What does Thailand hope to see with all these subregional and inter-subregional cooperation arrangements? Simply put, we want to see a stronger Asia based on these building blocks that can help the peoples of Asia and be beneficial to the rest of the world.

That is why it has been our well-published policy during the election campaign in 2000 and the policy of the government when we won that election to turn the continent of Asia, a continent that has been torn by diversity in culture, diversity in beliefs, diversity in the level of economic development, and even diversity in races and ideology, into a continent of harmony and strength. Prime Minister Thaksin believes that with more than half of the world population and in possession of more than half of the world foreign reserves, the people of Asia deserve more than a continent of divisiveness, poverty, deprivation and degradation.

Central in our foreign policy is, therefore, the establishment of the Asia Cooperation Dialogue, or the ACD. Initiated by Prime Minister Thaksin of Thailand in June 2002, the ACD is the first ever Asia-wide cooperation. It was created out of Thailand’s conviction in drawing strength from differences and diversity. The diversity that has kept Asia apart must become the diversity that binds Asia together. Now comprising 25 Asian members, and still growing, spanning the breadth and length of the Asia continent, the ACD is an open , evolving, non-institutionalized and inclusive cooperation. The ACD Ministerial breakfast meeting in New York on Monday just decided to admit Bhutan as its 26th member at the next annual ACD Foreign Ministers’ Meeting in Pakistan next year.

The ACD is the missing link of Asia and aims at tapping into the inherent strength of Asian countries in order to yield mutual prosperity and sustainable development to the peoples of Asia. The ACD members choose to participate in any or all of the 18 areas of functional cooperation on a voluntary basis. But when you add up all participants in all 18 areas of cooperation, the picture of a pan-Asia network of cooperation is more than evident.
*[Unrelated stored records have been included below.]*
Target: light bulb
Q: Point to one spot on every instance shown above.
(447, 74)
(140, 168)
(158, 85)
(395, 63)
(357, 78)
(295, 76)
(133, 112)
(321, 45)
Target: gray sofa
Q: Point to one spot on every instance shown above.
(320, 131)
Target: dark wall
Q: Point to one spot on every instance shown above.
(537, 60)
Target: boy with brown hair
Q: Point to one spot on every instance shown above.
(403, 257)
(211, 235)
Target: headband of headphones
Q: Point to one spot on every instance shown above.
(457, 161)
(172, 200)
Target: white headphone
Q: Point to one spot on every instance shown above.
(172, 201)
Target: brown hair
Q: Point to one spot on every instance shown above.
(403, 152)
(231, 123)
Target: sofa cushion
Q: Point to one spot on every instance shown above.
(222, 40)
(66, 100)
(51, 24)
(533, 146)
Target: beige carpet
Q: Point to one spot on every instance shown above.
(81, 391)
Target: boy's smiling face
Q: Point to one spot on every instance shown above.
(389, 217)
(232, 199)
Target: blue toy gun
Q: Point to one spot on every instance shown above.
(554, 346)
One of the major ACD projects is the financial cooperation for which Thailand is a prime mover to create the Asian Bond Fund and Asian Bond market. This new financial architecture of Asia will enable Asia to make use of their own foreign reserves to build our own wealth in Asia.

All these partnership and cooperation, from ACMECS to ASEAN, to BIMSTEC, to ACD will serve as building blocks to support the UN multilateral system both at present and when it has been reformed.

Finally, let me touch briefly upon another important policy of Thailand. Thailand is making all efforts to achieve a free trade arrangement that is WTO compatible with several of our major trade partners. We have concluded or initiated FTA with countries like Australia, Bahrain, China, India, Japan, New Zealand, and Peru as well as with the European Free Trade Association (EFTA). But most importantly, we have embarked upon an FTA negotiation with the United States. We do hope that eventually, the Thai-US FTA negotiation would result satisfactorily for the mutual benefit of both sides.

Distinguished Guests,
Ladies and Gentlemen,

Both Thailand and Asia are entering the new era, which we could call the Asian century. I hope, within the past twenty minutes or so, I have walked you through the path forward for the future of Thailand clear enough to enable you to see what lies ahead of our country and what prospects Thailand and Asia have to offer. But this path towards the future will lead us to a more meaningful destination only if it is walked with such an old and trusted friend and partner like the United States. When the Asia Society comes to Thailand in May next year, you will be able to see for yourselves what changes have occurred in our country. The last 4 years we have restored confidence back to Thailand. But the next 4 years will see Thailand
leapfrog beyond any anticipation. And we want our US friends to be with us all the way.

That concludes the prepared portion of my remarks. I would be happy to entertain any questions you may have. Thank you very much.